A Good Piece of Cheese
by Lady Mondegreen
Disclaimer: I own nothing. I just like to look at 'em.
Author's Notes: Originally written for the Zine 'Body Heat 3.'
A GOOD PIECE OF CHEESE
Benton Fraser sat at his desk, pen in hand, forms spread out in front of him, and thought of Ray. He thought of Ray's bright smile, of his long, strong hands. He thought of Ray's keen instincts and of his shy confidence. He thought of Ray's intriguing hair and of his charming grasp of colloquialism. He thought of Ray's slender fingers and expressive mouth, and of what Ray might do with those fingers and that mouth. Specifically, what he might do to, and with, Fraser.
He wasn't being very productive. He decided he really didn't care.
It had all started with that dratted e-mail. Inspector Thatcher had become quite adamant about bringing the Consulate into the 21st century. She had given him and Turnbull a lecture about keeping up with the times, and about increased productivity and enhanced communication, and how they were going to embrace technology if it killed them. She had carefully avoided looking at Turnbull when she'd made that last point, fearing (rightly, it was sad to say) that mixing the hapless young Constable with anything more technologically advanced than a crayon was taking one's life into one's hands.

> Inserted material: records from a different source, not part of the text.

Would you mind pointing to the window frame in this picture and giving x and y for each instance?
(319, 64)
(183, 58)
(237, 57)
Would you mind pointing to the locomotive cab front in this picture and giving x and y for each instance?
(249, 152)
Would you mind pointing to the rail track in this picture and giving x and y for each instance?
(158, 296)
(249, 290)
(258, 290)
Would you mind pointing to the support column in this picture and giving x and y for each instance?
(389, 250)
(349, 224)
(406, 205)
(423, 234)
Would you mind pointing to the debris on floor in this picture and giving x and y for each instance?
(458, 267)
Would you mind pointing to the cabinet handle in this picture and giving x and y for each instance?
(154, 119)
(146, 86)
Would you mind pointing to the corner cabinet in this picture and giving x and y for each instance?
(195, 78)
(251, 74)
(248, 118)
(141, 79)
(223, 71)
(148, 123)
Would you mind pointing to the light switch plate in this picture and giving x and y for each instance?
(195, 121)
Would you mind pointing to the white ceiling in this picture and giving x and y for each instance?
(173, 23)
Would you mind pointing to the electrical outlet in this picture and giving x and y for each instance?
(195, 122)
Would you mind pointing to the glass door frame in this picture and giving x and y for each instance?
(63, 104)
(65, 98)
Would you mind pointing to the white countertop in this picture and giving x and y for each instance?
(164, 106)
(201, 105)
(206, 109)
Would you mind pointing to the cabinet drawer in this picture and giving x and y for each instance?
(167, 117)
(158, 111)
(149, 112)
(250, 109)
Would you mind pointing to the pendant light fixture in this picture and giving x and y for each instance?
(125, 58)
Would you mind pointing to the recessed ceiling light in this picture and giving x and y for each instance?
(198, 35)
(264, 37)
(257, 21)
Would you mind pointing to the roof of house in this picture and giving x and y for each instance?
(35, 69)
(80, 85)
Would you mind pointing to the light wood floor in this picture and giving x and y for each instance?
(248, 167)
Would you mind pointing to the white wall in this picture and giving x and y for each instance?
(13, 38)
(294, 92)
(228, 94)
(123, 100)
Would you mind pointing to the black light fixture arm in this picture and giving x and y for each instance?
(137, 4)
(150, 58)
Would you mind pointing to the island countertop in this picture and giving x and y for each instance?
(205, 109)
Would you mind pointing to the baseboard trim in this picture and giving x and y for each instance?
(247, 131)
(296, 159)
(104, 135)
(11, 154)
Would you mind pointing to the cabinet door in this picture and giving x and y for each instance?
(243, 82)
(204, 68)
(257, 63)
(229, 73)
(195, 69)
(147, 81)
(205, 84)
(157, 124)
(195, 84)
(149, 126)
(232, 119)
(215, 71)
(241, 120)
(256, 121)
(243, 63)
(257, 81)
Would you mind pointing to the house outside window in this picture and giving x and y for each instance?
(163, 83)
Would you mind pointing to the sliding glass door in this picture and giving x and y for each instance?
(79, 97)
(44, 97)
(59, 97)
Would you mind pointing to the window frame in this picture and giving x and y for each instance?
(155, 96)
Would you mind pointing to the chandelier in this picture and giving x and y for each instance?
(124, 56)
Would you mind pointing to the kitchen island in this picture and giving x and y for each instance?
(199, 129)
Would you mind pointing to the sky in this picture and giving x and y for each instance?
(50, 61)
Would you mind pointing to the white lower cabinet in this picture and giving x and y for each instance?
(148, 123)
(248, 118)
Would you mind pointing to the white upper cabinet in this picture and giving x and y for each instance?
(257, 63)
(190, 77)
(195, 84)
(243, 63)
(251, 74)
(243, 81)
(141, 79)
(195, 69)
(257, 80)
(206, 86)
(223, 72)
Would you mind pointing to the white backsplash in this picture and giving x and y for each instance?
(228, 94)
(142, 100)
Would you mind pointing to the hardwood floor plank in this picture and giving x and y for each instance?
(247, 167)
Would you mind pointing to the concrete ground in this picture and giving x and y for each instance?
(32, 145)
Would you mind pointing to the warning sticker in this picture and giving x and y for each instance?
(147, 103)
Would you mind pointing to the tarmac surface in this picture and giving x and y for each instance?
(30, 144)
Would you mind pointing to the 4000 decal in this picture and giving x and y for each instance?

Fraser had smiled and nodded and had agreed with the Inspector's plans, all the while thinking that Thatcher's new technological hobby-horse probably had less to do with wanting to revolutionise the Consulate and more to do with impressing a certain computer technician named Marc she'd met on a business trip to Montreal the previous month.
And so the Consular staff had all found themselves with shiny new computers, and for a short while all had been well. They had indeed been able to communicate more effectively with Ottawa and with other RCMP outposts. They had been able to organise their own files more accurately.
Otherwise, Fraser's life had gone on as normal. There was still walking Dief to take up his time, and chats with his father, and his almost weekly adventures with Ray. Ray. Whom he couldn't stop thinking about.
Yes, it had all been that e-mail's fault.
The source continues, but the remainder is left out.